Federal Office for Information Security Slams Internet Explorer for Insecurity

The Bundesamt für Sicherheit in der Informationstechnik (Germany’s Federal Office for Information Security) today warned against the use of Internet Explorer until a full patch is released for this critical “zero day” weaknesses called Aurora.

More details (in English) from the BBC here, and a technical discussion here.

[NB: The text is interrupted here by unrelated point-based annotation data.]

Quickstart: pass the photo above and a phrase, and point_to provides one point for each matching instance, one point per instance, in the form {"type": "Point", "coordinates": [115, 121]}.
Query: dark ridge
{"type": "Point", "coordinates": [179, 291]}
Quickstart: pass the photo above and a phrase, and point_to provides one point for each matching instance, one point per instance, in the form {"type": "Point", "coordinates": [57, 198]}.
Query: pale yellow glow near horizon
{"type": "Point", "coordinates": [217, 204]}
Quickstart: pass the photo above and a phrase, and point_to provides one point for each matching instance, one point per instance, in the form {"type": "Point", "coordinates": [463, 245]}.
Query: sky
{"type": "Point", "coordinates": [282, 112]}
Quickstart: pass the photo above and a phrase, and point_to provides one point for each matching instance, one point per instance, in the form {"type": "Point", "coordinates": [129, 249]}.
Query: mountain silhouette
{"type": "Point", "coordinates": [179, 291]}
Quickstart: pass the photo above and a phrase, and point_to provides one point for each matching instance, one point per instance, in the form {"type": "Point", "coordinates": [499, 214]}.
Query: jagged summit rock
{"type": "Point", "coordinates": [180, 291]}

“Using Internet Explorer in ‘secure mode,’ as well as turning off Active Scripting makes attacks more difficult, but can not fully prevent them,” BSI said in its statement.

Comments

  1. I’d be curious to know if anyone else here is reading “I.T. WARS”. I had to read parts of this book as part of my employee orientation at a new job. The book talks about a whole new culture as being necessary – an eCulture – for a true understanding of security, being that most identity/data breaches are due to simple human errors. It has great chapters on security, as well as risk, content management, project management, acceptable use, policies, and so on. Just Google “IT WARS” – check out a couple links down and read the interview with the author David Scott. (Full title is “I.T. WARS: Managing the Business-Technology Weave in the New Millennium”).

  2. And add in another bulletin from the French Agence nationale
    de la sécurité des systèmes d’information
    to the same effect.

    The WSJ recommends that everyone calm down. Downloads of Opera have doubled in pace since Saturday.